The Best Architecture Decision Is the One You Can Explain to Your Team
by Eric Hanson, Backend Developer at Clean Systems Consulting
The Architecture That Only One Person Understood
A team inherited a microservices architecture that had been designed by a particularly talented engineer who had since left. The system worked well in production. But nobody on the current team could confidently trace how a user request flowed from entry point to database write. The service mesh configuration was complex and undocumented. Adding a new service required understanding a Kubernetes operator that nobody had read the source code of.
Every non-trivial change required escalating to the engineer who'd been around longest, who understood the most but was far from omniscient. New engineers spent weeks before they felt safe making changes. The architecture was technically excellent and organizationally disabling.
This is the failure mode of optimizing for technical elegance over team-level operability.
Explainability as a Design Constraint
Explainability means: can you walk a competent engineer through the architecture in under thirty minutes, and will they feel confident making changes afterward?
This is a concrete test, not a philosophical position. If the answer is no — if understanding the system requires reading a thesis-length document or accumulating months of context — the architecture has a problem that is independent of whether it's technically correct.
The constraint cuts across all architecture levels:
- A microservices topology where the service dependencies and data ownership are clear is explainable. One where services have circular dependencies and shared databases is not.
- A deployment pipeline where each step is a visible, ordered action is explainable. One that relies on implicit triggers and shared state between Kubernetes operators is not.

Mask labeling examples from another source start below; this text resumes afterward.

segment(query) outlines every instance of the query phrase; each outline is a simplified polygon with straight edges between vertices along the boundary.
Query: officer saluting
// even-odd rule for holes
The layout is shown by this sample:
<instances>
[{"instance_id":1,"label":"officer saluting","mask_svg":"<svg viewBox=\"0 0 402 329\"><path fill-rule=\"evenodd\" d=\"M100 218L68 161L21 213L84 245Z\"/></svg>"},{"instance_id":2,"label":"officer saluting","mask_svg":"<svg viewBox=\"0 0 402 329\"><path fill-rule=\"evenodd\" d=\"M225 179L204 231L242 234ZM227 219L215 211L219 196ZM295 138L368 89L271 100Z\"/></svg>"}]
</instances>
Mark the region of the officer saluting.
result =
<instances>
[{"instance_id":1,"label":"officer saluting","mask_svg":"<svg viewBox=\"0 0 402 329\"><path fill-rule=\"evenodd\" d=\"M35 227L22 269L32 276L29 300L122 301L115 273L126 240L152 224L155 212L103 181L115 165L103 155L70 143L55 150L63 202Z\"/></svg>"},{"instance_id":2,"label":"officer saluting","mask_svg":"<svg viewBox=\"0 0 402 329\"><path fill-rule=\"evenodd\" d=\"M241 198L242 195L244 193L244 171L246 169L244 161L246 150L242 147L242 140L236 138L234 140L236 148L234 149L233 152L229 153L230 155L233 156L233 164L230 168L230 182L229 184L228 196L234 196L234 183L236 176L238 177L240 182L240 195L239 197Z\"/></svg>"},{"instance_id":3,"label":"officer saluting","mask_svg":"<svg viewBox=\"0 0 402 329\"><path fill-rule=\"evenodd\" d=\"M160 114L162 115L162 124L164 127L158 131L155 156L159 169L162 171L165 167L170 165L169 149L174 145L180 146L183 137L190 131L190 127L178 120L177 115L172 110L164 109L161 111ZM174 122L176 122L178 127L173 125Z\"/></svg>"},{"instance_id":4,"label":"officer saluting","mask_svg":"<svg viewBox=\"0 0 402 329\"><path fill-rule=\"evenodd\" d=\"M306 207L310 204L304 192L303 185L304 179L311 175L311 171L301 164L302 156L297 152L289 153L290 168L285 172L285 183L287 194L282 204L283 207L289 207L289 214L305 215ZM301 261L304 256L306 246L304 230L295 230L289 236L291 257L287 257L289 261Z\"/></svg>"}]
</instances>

- A data flow where events go from service A to queue B to service C is explainable. One where events fan out through a complex topology of topics, filters, and routers requires a map.
The Common Failure Modes
Abstraction for its own sake: Frameworks, meta-frameworks, and generic engines that wrap the actual business logic so thoroughly that reading the code gives you no information about what the system does. The classic example: a rule engine that processes XML-configured business rules. Incredibly flexible. Completely opaque to anyone who doesn't know the rule engine's internals.
Over-reliance on implicit behavior: Framework magic that does things behind the scenes — Spring's bean lifecycle, Hibernate's proxy behavior, event sourcing frameworks with implicit projections. These are powerful tools. They're also significant context requirements for anyone new to the codebase.
Complexity smuggled in through dependencies: A service that depends on a customized version of an internal framework that has diverged significantly from its public documentation. Anyone troubleshooting will read the docs, find them wrong, and spend hours debugging framework internals.
Decision records that don't exist: When the architecture relies on decisions made by people who are no longer present, and those decisions weren't documented, every person who encounters a non-obvious design choice must either reverse-engineer the reasoning or guess. Guesses are frequently wrong.
What Makes an Architecture Explainable
Visible structure: The topology of the system — what services exist, what data they own, how they communicate — should be visible in a single diagram that can be kept current. Not a sprawling enterprise architecture map, but a service dependency graph that a new engineer can orient on.
Locally understandable components: Each service, module, or component should be understandable in isolation without requiring deep knowledge of how the entire system works. The interface a component exposes, and the interfaces it depends on, should be sufficient context to understand it.
Documented non-obvious decisions: An ADR (Architecture Decision Record) for any decision that someone encountering the system would reasonably wonder about. "Why is this a queue instead of a direct call?" "Why does this service own this data instead of that service?" If these questions exist, the answers should be findable.
Runnable locally: If an engineer cannot run the system or a representative subset of it locally, they cannot explore and understand it by doing. Local development setup is a significant part of architectural explainability.
The Tradeoff
Explainability sometimes costs technical elegance. The most composable, flexible, or performant solution may also be the hardest to explain. When this tradeoff arises, the right question is: for the team size and turnover rate we have, what is the ongoing cost of the explainability gap?
A five-person team that has worked together for three years may be able to maintain a complex architecture effectively. A twenty-person team with regular turnover cannot afford the same complexity without significant documentation and tooling investment.
The Practical Takeaway
The next time you're proposing a significant architectural decision, test it against this criterion: can you explain it to the least-experienced engineer on your team in twenty minutes, and will they feel equipped to work within it? If not, either simplify the design or plan for the documentation and education investment required to close the gap. Architecture that the team can't explain is architecture the team can't own.